The rules of Happy Death Day aren’t too determined. We never do find out the reasoning why Tree repeats this day over and over. Which is honestly a plus. After all, Groundhog Day worked because we didn’t know why Bill Murray kept repeating the same day over and over. That reveal was honestly one of the few weak points of Edge of Tomorrow. This story is firmly about the actual character journey, not the reasoning behind the repetition. How much would this quick poppy movie drag if it stopped dead to explain the method behind the repetition? It was a smart decision to keep the reveal toward the killer, though the reveal itself is a bit telegraphed when most of the suspects that matter are eliminated pretty much by the halfway point.
Then again, the menace and believability of that killer are pretty subdued by the rather goofy mask used here. While Happy Death Day is a comedy horror film, the one straight horror element they’re trying to keep consistent is that killer. Donning the mascot of the college setting as the serial slasher face makes enough sense, given Tree is under constant pressure from her school environment to fit a certain standard. Yet, the actual idea of any college having a baby as a mascot is honestly stretching the suspension of disbelief more than the whole “repeating the same day” premise. Any time this killer shows up, whatever menace we’re supposed to feel is sunk pretty hard. Mask designer Tony Gardner is best known as the man behind the iconic Scream mask, though the genius of that was how authentic and off the shelf it felt. Happy Death Day feels far more like a Hollywood inauthentic mask trying to create something iconic, which just ends up making it stand out awkwardly.
Director Christopher Landon has shown slow yet steady improvement from his previous films Paranormal Activity: The Marked Ones and Scout’s Guide to the Zombie Apocalypse. It’s clear that his interests are in interpersonal comedy between the scares and his most effective moments usually are the visual ways we attach to the characters. For Happy Death Day, it’s making subtle differences within the repetitive nature of the story. A simple slightly different angle on one scene we’ve seen half a dozen times gives us a fresh perspective that has us discover more about the side characters and potential outcomes with Tree. Well, at least in theory. Again, the reveal is easy to figure out after a certain point. Though I won’t go into detail.

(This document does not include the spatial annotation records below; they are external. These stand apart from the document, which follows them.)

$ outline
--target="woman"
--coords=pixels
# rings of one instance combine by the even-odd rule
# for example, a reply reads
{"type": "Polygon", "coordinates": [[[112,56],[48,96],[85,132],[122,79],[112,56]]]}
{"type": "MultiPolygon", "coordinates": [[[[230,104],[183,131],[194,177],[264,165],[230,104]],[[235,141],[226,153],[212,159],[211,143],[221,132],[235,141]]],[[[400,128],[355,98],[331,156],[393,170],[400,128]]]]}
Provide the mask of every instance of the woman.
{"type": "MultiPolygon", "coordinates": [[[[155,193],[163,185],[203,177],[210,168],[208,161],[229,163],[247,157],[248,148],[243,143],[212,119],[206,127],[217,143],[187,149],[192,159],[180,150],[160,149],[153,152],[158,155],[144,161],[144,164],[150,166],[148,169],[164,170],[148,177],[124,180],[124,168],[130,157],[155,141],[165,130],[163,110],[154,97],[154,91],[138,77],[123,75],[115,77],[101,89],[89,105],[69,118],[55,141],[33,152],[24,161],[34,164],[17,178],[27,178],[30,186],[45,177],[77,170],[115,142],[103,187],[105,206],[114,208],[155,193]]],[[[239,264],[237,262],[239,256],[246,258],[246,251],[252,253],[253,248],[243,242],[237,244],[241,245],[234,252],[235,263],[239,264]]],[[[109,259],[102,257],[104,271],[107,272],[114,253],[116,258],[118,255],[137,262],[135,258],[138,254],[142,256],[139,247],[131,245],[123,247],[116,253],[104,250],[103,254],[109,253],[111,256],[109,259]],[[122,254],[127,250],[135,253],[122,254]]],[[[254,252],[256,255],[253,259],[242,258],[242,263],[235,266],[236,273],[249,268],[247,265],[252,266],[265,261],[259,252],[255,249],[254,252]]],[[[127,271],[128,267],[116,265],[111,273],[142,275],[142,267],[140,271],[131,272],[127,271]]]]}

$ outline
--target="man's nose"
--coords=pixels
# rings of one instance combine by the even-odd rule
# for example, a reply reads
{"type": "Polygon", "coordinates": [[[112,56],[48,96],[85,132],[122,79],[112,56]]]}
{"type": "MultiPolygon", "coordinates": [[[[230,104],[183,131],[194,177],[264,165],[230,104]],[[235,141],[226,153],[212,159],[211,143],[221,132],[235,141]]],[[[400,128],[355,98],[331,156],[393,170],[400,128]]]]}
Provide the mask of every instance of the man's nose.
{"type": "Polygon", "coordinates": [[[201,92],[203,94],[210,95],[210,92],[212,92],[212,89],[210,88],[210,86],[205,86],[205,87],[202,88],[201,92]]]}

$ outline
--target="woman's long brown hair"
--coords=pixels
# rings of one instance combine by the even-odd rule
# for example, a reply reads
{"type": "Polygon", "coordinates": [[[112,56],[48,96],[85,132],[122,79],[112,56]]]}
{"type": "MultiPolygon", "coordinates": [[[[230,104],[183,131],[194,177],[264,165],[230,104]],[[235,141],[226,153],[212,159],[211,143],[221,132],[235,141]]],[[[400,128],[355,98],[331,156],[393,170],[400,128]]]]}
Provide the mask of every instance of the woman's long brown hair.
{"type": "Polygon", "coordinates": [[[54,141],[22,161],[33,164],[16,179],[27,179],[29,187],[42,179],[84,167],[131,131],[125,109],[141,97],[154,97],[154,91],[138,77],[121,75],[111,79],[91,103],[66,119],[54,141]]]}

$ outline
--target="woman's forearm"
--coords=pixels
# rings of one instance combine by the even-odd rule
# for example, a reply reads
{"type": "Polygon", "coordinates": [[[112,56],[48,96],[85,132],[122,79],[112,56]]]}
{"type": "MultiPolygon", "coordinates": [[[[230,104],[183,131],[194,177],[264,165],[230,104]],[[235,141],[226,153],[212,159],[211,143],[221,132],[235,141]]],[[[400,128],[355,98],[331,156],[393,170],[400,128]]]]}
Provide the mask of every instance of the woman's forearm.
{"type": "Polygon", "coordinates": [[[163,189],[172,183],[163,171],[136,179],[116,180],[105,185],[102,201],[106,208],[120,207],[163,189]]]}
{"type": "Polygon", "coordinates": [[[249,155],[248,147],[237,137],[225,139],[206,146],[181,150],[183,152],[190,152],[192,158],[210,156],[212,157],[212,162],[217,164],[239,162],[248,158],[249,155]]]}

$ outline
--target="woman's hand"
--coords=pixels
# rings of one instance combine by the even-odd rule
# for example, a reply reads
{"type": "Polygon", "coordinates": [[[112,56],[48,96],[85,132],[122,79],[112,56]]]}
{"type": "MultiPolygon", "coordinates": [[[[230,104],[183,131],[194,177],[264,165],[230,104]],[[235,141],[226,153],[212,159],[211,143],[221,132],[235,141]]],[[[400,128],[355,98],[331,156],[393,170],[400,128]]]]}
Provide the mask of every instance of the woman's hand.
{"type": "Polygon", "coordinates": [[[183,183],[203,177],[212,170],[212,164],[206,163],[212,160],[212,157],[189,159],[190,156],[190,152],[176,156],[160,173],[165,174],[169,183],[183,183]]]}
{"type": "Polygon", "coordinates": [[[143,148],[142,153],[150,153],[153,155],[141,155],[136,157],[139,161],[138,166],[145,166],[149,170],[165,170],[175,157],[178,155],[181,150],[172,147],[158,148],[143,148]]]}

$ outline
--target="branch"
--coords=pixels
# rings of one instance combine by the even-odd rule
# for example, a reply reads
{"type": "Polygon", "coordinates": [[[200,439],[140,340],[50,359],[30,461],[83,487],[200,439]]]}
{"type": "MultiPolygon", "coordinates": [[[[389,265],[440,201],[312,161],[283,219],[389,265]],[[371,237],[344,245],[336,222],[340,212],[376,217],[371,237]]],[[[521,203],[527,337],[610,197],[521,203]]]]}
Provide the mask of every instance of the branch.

Happy Death Day is definitely what one would call fluff. Clever fluff, but ultimately fluff within the horror genre. There’s nothing wrong with being fluff if done well and Happy Death Day is definitely a fluffy confection. There’s a solid sense of humor throughout and a self awareness that makes it slightly above the average snoozer of a slasher. Think of it as a throwback to the tone of the obscurer holiday centered slashers that came in the wake of Halloween in the 80s like Happy Birthday to Me or April Fool’s Day. A lot of the flaws are put off to the side thanks to Jessica Rothe. If Happy Death Day does nothing else, it’s give her a spotlight to potentially craft into bigger roles. Or at the very least, make her a recurring scream queen for the Blumhouse arsenal.